[Erp5-users] Help requested from developers, implementers, and end users....

Tracy R Reed treed at copilotconsulting.com
Sat Aug 25 06:20:00 CEST 2007


survey at trentend.com wrote:
> Just a quick thank you to the few people from the community who have  
> taken the time to
> fill in my survey. I think it's fair to say that the response has been  
> a little
> disappointing overall, but not entirely unexpected.

Disappointing in what way? Lack of response? I suspect because there is
hardly anyone who cares enough to respond.

I have been following erp5 for 3 years. But I have never implemented it.
Last I looked there were no decent docs. I just took another look and it
looks like that situation hasn't changed much. There are a bunch of one
or two page howto's on erp5.org but still no manual. The community
maintained "handbook" is probably the best thing there is and it is very
incomplete. Probably having something to do with a lack of community.

There is still nothing like a "Getting Started Guide" to explain the
general theory of ERP5 or ERP in general it seems. I am fairly
experienced with Zope and I would like to be able to implement ERP5 but
at this point cannot be comfortable with it. I should check out the
livecd again. A couple years ago I downloaded it and booted it. I
couldn't make it do anything useful. No docs, no examples, nothing. I
asked Nexedi about this and they explained that they can't make it do
much because their clients keep all of their business processes secret
so they cannot include them in a livecd. That was a big cop-out though.
It can't be that hard to implement a basic mom and pop store just as a
demo. I'm downloading it again now and hopefully it has improved.

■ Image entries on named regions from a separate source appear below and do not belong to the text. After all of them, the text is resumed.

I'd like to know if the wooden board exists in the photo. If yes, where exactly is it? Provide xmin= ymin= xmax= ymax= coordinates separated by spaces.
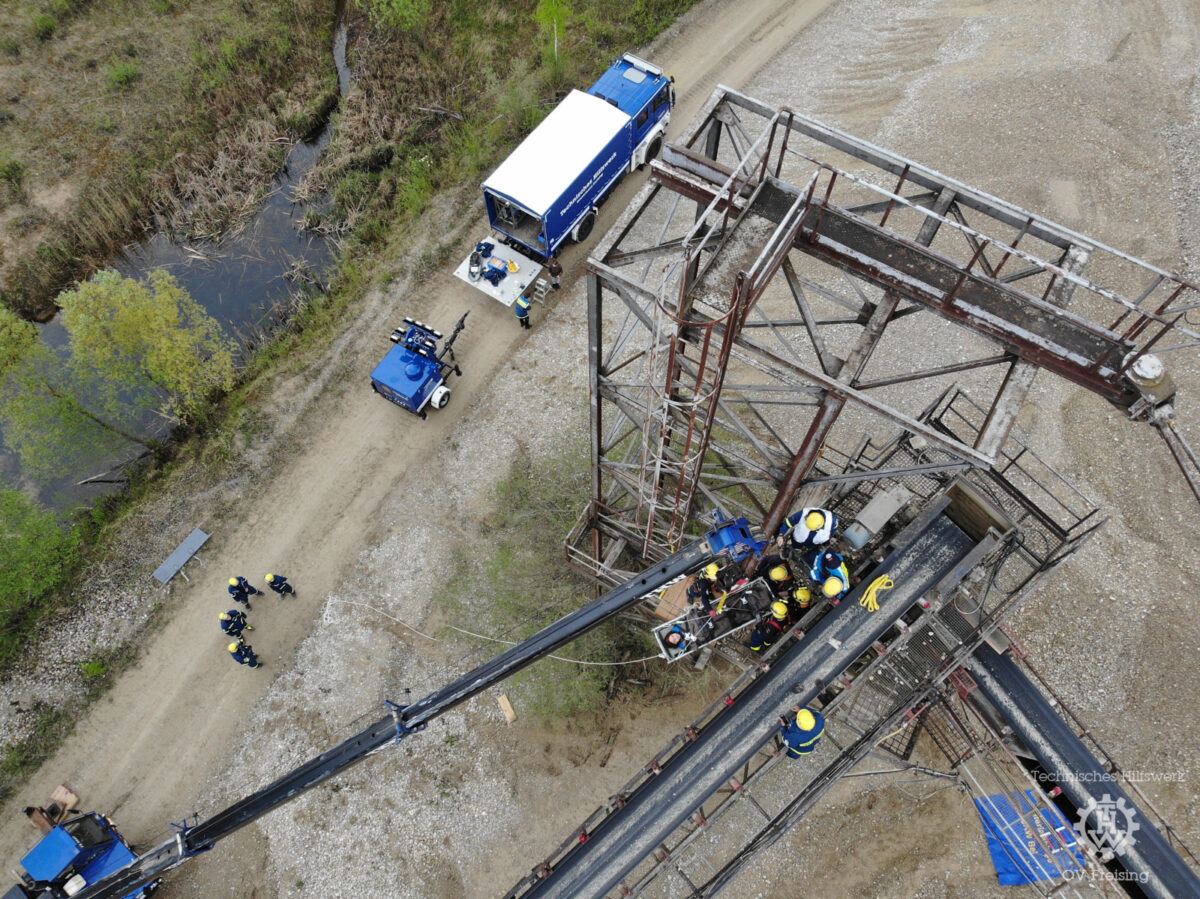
xmin=654 ymin=577 xmax=692 ymax=622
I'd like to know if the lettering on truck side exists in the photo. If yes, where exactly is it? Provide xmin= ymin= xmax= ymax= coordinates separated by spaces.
xmin=563 ymin=152 xmax=617 ymax=217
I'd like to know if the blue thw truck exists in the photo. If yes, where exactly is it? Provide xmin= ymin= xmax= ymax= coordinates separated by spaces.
xmin=2 ymin=811 xmax=158 ymax=899
xmin=371 ymin=312 xmax=470 ymax=419
xmin=455 ymin=53 xmax=674 ymax=306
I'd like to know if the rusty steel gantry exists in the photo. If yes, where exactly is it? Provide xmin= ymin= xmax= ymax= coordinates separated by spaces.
xmin=568 ymin=86 xmax=1200 ymax=583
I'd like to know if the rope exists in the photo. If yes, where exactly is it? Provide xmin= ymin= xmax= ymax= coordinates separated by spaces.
xmin=858 ymin=574 xmax=896 ymax=612
xmin=329 ymin=599 xmax=662 ymax=666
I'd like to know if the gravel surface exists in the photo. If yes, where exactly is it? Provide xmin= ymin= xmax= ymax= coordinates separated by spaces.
xmin=0 ymin=0 xmax=1200 ymax=898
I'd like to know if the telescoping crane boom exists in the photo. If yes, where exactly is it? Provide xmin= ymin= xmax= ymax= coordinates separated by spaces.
xmin=54 ymin=515 xmax=764 ymax=899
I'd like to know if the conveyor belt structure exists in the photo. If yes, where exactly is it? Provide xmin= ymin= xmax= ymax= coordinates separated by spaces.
xmin=520 ymin=497 xmax=976 ymax=899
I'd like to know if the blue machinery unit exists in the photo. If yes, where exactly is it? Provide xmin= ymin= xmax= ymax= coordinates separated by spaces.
xmin=371 ymin=312 xmax=470 ymax=418
xmin=4 ymin=813 xmax=157 ymax=899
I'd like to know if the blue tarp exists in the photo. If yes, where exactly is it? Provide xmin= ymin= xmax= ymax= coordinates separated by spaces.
xmin=976 ymin=790 xmax=1086 ymax=887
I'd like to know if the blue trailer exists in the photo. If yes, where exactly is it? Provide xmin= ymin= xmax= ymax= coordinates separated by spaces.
xmin=4 ymin=811 xmax=158 ymax=899
xmin=455 ymin=53 xmax=674 ymax=306
xmin=371 ymin=312 xmax=470 ymax=419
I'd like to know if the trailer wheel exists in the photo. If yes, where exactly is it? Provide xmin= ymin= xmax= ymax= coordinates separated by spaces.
xmin=571 ymin=211 xmax=596 ymax=244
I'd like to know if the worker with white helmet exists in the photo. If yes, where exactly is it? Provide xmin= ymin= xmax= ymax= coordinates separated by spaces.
xmin=779 ymin=706 xmax=824 ymax=759
xmin=779 ymin=507 xmax=838 ymax=553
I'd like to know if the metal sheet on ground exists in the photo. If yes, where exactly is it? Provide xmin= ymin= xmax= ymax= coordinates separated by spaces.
xmin=454 ymin=236 xmax=542 ymax=306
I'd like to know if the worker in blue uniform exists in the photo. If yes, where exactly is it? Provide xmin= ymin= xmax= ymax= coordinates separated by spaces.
xmin=512 ymin=294 xmax=533 ymax=330
xmin=266 ymin=573 xmax=296 ymax=597
xmin=750 ymin=599 xmax=792 ymax=653
xmin=809 ymin=550 xmax=850 ymax=603
xmin=779 ymin=507 xmax=838 ymax=557
xmin=217 ymin=609 xmax=254 ymax=640
xmin=779 ymin=706 xmax=824 ymax=759
xmin=662 ymin=622 xmax=691 ymax=655
xmin=229 ymin=577 xmax=263 ymax=611
xmin=226 ymin=640 xmax=263 ymax=669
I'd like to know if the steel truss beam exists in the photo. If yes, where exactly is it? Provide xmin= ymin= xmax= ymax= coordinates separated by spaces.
xmin=568 ymin=86 xmax=1200 ymax=582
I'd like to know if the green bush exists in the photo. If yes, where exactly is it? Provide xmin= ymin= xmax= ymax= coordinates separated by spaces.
xmin=30 ymin=12 xmax=59 ymax=41
xmin=108 ymin=60 xmax=142 ymax=90
xmin=0 ymin=489 xmax=79 ymax=667
xmin=0 ymin=157 xmax=25 ymax=188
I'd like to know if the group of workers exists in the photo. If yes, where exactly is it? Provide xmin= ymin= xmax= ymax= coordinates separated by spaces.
xmin=750 ymin=508 xmax=850 ymax=653
xmin=225 ymin=574 xmax=296 ymax=669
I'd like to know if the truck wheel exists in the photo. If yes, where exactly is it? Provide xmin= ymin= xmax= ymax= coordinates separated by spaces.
xmin=571 ymin=212 xmax=596 ymax=244
xmin=637 ymin=137 xmax=662 ymax=169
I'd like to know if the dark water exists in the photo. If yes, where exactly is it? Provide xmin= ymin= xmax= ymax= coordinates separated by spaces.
xmin=0 ymin=24 xmax=350 ymax=511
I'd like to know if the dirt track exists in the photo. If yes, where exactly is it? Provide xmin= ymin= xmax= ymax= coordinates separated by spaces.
xmin=0 ymin=0 xmax=1200 ymax=897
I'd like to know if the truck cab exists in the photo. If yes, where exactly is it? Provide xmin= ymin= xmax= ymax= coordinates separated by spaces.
xmin=588 ymin=53 xmax=674 ymax=170
xmin=455 ymin=53 xmax=674 ymax=305
xmin=4 ymin=811 xmax=157 ymax=899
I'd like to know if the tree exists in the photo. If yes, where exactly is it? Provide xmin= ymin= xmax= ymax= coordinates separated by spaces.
xmin=0 ymin=271 xmax=234 ymax=479
xmin=0 ymin=487 xmax=79 ymax=661
xmin=59 ymin=270 xmax=234 ymax=424
xmin=0 ymin=307 xmax=157 ymax=479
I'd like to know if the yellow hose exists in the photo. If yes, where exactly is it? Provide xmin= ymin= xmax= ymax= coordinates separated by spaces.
xmin=858 ymin=575 xmax=896 ymax=612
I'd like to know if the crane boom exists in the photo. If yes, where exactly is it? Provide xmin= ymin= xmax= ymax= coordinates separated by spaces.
xmin=65 ymin=519 xmax=763 ymax=899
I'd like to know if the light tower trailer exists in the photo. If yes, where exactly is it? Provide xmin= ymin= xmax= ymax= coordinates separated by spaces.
xmin=371 ymin=312 xmax=470 ymax=419
xmin=455 ymin=53 xmax=674 ymax=306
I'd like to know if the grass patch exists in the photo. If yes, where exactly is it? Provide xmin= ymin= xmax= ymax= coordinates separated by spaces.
xmin=0 ymin=703 xmax=74 ymax=801
xmin=29 ymin=12 xmax=59 ymax=41
xmin=108 ymin=60 xmax=142 ymax=90
xmin=436 ymin=445 xmax=650 ymax=720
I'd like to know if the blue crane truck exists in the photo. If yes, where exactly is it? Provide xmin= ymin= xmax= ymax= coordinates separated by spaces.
xmin=455 ymin=53 xmax=674 ymax=306
xmin=2 ymin=811 xmax=160 ymax=899
xmin=371 ymin=312 xmax=470 ymax=419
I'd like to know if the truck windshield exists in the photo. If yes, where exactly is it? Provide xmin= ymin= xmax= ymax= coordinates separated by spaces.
xmin=62 ymin=815 xmax=113 ymax=849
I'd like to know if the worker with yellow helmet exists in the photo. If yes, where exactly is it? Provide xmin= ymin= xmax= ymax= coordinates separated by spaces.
xmin=266 ymin=573 xmax=296 ymax=597
xmin=750 ymin=599 xmax=793 ymax=653
xmin=809 ymin=550 xmax=850 ymax=604
xmin=779 ymin=706 xmax=824 ymax=759
xmin=226 ymin=640 xmax=263 ymax=669
xmin=779 ymin=507 xmax=838 ymax=556
xmin=229 ymin=575 xmax=263 ymax=612
xmin=217 ymin=609 xmax=253 ymax=640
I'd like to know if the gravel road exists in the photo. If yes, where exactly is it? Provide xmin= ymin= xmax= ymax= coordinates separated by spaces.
xmin=0 ymin=0 xmax=1200 ymax=897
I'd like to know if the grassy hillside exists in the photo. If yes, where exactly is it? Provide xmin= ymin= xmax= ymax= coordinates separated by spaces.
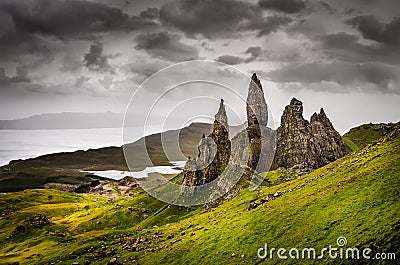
xmin=0 ymin=131 xmax=400 ymax=264
xmin=343 ymin=122 xmax=400 ymax=151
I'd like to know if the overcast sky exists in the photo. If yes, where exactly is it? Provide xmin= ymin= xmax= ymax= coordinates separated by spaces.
xmin=0 ymin=0 xmax=400 ymax=133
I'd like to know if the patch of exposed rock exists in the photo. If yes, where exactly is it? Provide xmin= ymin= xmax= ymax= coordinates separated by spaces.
xmin=182 ymin=99 xmax=231 ymax=190
xmin=272 ymin=98 xmax=348 ymax=173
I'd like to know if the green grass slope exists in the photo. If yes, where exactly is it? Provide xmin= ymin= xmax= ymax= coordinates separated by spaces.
xmin=0 ymin=131 xmax=400 ymax=264
xmin=343 ymin=122 xmax=400 ymax=151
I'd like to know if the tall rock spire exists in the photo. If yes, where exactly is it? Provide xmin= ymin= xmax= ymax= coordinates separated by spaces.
xmin=246 ymin=73 xmax=268 ymax=126
xmin=273 ymin=98 xmax=348 ymax=172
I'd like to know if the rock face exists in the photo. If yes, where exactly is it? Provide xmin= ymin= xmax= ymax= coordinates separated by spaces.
xmin=182 ymin=99 xmax=231 ymax=187
xmin=272 ymin=98 xmax=347 ymax=172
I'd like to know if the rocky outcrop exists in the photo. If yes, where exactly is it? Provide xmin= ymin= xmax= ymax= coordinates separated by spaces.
xmin=246 ymin=74 xmax=269 ymax=172
xmin=272 ymin=98 xmax=348 ymax=172
xmin=182 ymin=99 xmax=231 ymax=187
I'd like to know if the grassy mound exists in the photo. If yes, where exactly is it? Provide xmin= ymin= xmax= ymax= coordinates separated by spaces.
xmin=0 ymin=131 xmax=400 ymax=264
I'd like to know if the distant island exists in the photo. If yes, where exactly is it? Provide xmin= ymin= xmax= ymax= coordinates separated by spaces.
xmin=0 ymin=112 xmax=124 ymax=130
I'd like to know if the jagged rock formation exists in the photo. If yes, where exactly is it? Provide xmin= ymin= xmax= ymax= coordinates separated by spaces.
xmin=246 ymin=74 xmax=268 ymax=172
xmin=182 ymin=99 xmax=231 ymax=187
xmin=272 ymin=98 xmax=348 ymax=172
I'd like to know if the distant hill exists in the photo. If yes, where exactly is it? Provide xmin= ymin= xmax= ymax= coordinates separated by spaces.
xmin=342 ymin=122 xmax=400 ymax=151
xmin=0 ymin=112 xmax=124 ymax=130
xmin=0 ymin=123 xmax=243 ymax=192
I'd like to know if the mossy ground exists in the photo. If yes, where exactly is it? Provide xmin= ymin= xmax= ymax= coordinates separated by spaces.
xmin=0 ymin=131 xmax=400 ymax=264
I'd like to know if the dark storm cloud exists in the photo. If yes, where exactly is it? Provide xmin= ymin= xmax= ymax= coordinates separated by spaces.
xmin=347 ymin=16 xmax=400 ymax=45
xmin=0 ymin=29 xmax=54 ymax=64
xmin=266 ymin=62 xmax=400 ymax=93
xmin=258 ymin=0 xmax=306 ymax=14
xmin=0 ymin=0 xmax=157 ymax=39
xmin=216 ymin=55 xmax=245 ymax=65
xmin=160 ymin=0 xmax=290 ymax=39
xmin=216 ymin=46 xmax=264 ymax=65
xmin=240 ymin=16 xmax=292 ymax=37
xmin=135 ymin=32 xmax=199 ymax=61
xmin=83 ymin=40 xmax=114 ymax=73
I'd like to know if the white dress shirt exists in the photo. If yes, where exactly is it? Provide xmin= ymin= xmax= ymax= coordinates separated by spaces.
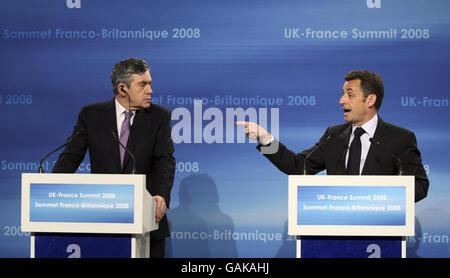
xmin=115 ymin=99 xmax=136 ymax=137
xmin=345 ymin=114 xmax=378 ymax=174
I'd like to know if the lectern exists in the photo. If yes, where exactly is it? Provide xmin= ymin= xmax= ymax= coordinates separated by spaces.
xmin=21 ymin=173 xmax=158 ymax=258
xmin=288 ymin=175 xmax=414 ymax=258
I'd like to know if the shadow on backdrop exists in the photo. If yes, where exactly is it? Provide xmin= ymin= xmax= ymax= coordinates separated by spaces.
xmin=166 ymin=174 xmax=238 ymax=258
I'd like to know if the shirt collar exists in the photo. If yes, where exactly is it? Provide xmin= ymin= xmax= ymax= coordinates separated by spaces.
xmin=114 ymin=99 xmax=134 ymax=116
xmin=352 ymin=114 xmax=378 ymax=138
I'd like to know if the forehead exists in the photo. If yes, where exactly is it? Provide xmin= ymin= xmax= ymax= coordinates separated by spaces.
xmin=131 ymin=71 xmax=152 ymax=83
xmin=342 ymin=79 xmax=361 ymax=91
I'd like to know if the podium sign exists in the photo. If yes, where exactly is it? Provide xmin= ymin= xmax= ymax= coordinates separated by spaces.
xmin=288 ymin=175 xmax=414 ymax=257
xmin=30 ymin=183 xmax=134 ymax=223
xmin=21 ymin=174 xmax=158 ymax=258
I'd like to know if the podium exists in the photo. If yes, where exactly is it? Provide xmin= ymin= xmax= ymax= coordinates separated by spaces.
xmin=288 ymin=175 xmax=414 ymax=258
xmin=21 ymin=173 xmax=158 ymax=258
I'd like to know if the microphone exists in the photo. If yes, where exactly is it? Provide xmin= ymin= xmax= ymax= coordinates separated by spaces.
xmin=303 ymin=135 xmax=333 ymax=175
xmin=369 ymin=138 xmax=403 ymax=176
xmin=38 ymin=131 xmax=80 ymax=174
xmin=112 ymin=130 xmax=136 ymax=175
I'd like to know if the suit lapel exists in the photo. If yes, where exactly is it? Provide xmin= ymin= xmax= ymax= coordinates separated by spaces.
xmin=361 ymin=116 xmax=385 ymax=175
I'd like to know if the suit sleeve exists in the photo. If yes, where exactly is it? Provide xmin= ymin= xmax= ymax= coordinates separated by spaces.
xmin=149 ymin=109 xmax=175 ymax=207
xmin=52 ymin=109 xmax=88 ymax=173
xmin=400 ymin=132 xmax=429 ymax=202
xmin=257 ymin=129 xmax=329 ymax=175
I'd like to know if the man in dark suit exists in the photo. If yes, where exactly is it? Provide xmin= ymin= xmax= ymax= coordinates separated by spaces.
xmin=53 ymin=58 xmax=175 ymax=257
xmin=236 ymin=71 xmax=429 ymax=202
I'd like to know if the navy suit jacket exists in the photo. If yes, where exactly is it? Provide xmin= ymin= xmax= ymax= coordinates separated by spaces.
xmin=258 ymin=117 xmax=429 ymax=202
xmin=52 ymin=99 xmax=175 ymax=239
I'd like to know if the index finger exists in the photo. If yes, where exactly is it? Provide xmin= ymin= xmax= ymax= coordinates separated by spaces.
xmin=235 ymin=122 xmax=250 ymax=126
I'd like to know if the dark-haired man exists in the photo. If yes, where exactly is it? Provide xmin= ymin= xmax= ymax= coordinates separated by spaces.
xmin=53 ymin=58 xmax=175 ymax=258
xmin=236 ymin=71 xmax=429 ymax=202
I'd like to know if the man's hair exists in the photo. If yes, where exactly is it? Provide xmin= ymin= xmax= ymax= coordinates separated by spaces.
xmin=111 ymin=58 xmax=149 ymax=95
xmin=344 ymin=70 xmax=384 ymax=110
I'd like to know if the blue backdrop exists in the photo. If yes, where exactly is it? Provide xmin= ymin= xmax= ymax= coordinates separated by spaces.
xmin=0 ymin=0 xmax=450 ymax=257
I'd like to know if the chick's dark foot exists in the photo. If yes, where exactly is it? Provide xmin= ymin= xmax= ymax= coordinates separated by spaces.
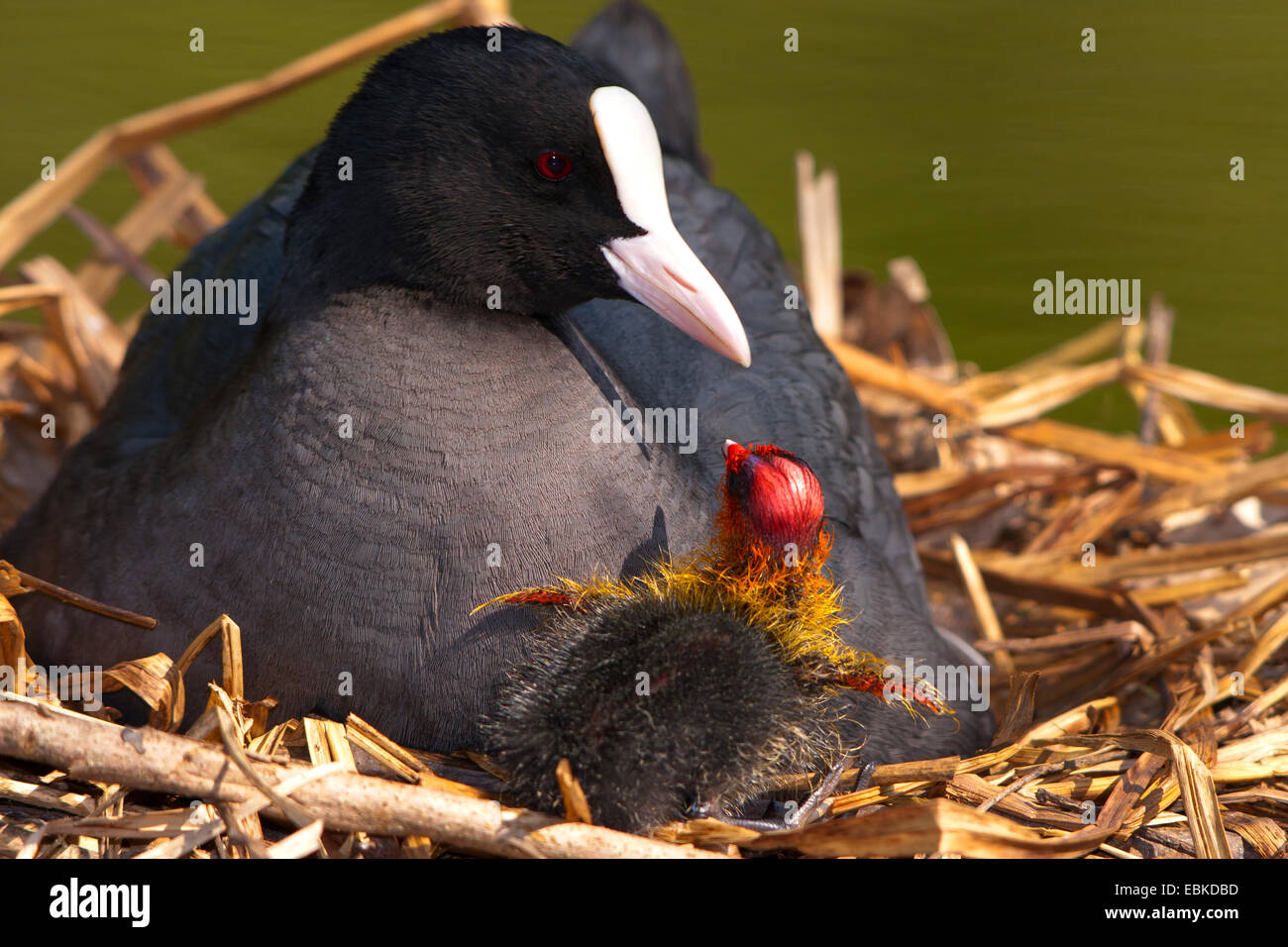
xmin=688 ymin=755 xmax=876 ymax=832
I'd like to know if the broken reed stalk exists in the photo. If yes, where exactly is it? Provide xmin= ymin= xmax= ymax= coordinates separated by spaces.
xmin=0 ymin=694 xmax=717 ymax=858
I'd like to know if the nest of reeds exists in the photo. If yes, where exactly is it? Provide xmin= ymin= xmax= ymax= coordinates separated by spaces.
xmin=0 ymin=0 xmax=1288 ymax=858
xmin=0 ymin=264 xmax=1288 ymax=858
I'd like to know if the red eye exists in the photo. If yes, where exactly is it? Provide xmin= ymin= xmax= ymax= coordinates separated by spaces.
xmin=537 ymin=151 xmax=572 ymax=180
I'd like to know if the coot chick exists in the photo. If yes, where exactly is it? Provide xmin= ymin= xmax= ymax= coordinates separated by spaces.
xmin=486 ymin=442 xmax=948 ymax=831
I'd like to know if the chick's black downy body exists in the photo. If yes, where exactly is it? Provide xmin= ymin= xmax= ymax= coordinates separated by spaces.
xmin=486 ymin=598 xmax=840 ymax=831
xmin=3 ymin=3 xmax=989 ymax=760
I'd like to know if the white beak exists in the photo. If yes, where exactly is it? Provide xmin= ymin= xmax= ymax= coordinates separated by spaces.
xmin=590 ymin=86 xmax=751 ymax=368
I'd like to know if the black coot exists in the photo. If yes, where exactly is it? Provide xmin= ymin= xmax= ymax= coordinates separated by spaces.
xmin=3 ymin=29 xmax=747 ymax=749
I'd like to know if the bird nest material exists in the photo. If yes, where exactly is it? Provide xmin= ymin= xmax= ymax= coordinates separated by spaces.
xmin=0 ymin=0 xmax=1288 ymax=858
xmin=0 ymin=283 xmax=1288 ymax=858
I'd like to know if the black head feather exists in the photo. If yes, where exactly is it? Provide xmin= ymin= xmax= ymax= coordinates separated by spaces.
xmin=284 ymin=27 xmax=641 ymax=314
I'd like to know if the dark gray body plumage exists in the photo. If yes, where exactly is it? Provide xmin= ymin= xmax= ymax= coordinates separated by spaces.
xmin=3 ymin=9 xmax=989 ymax=760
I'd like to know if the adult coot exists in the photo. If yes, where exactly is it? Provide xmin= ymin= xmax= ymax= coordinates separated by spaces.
xmin=8 ymin=0 xmax=991 ymax=760
xmin=3 ymin=29 xmax=748 ymax=749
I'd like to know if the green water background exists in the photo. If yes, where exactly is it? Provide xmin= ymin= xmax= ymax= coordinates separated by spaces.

I always got the impression that ERP5 was just barely open source. The
source is there and you can use/copy it but good luck getting started
with it. All roads lead to paying Nexedi money to help you learn or
implement it and from what I can tell this is by design. Most of the
questions here are answered by Nexedi: Jerome, Jean-Paul, Yoshinori,
etc. and few others because there is little reason for anyone to get
involved when the barrier to entry is so high. What good is an open
source ERP if you are still going to be beholden to one company to keep
your factory running?

I really wish it used the vastly more popular and mature Plone instead
of CPS (which is in the process of switching to Java) but I suspect that
is a religious (and perhaps local or national since CPS is French also)
issue and isn't nearly as important as the issue of documentation and
lack of community.

If I were going to do ERP for a company that needs full functionality
right now I would go with a proprietary system. If I could stand Java I
would use Compiere. If we only need miminal functionality and can afford
to add it on as we grow I would build my own with Plone and Archetypes
etc. and perhaps use MySQL in a similar way that ERP5 uses it if
performance for certain kinds of indexing if it became an issue. Last
year I worked for a company with 50 employees and a rather large
warehouse shipping and receiving thousands of packages of goods a day
and they wrote their own ERP in two years in Perl! Not nearly as fully
featured as ERP5 or one of the proprietary systems but it suited their
needs perfectly and cost them two employees salary for a year to
implement. A very good deal compared to the other options. Now they have
freedom and continue to reap the benefits.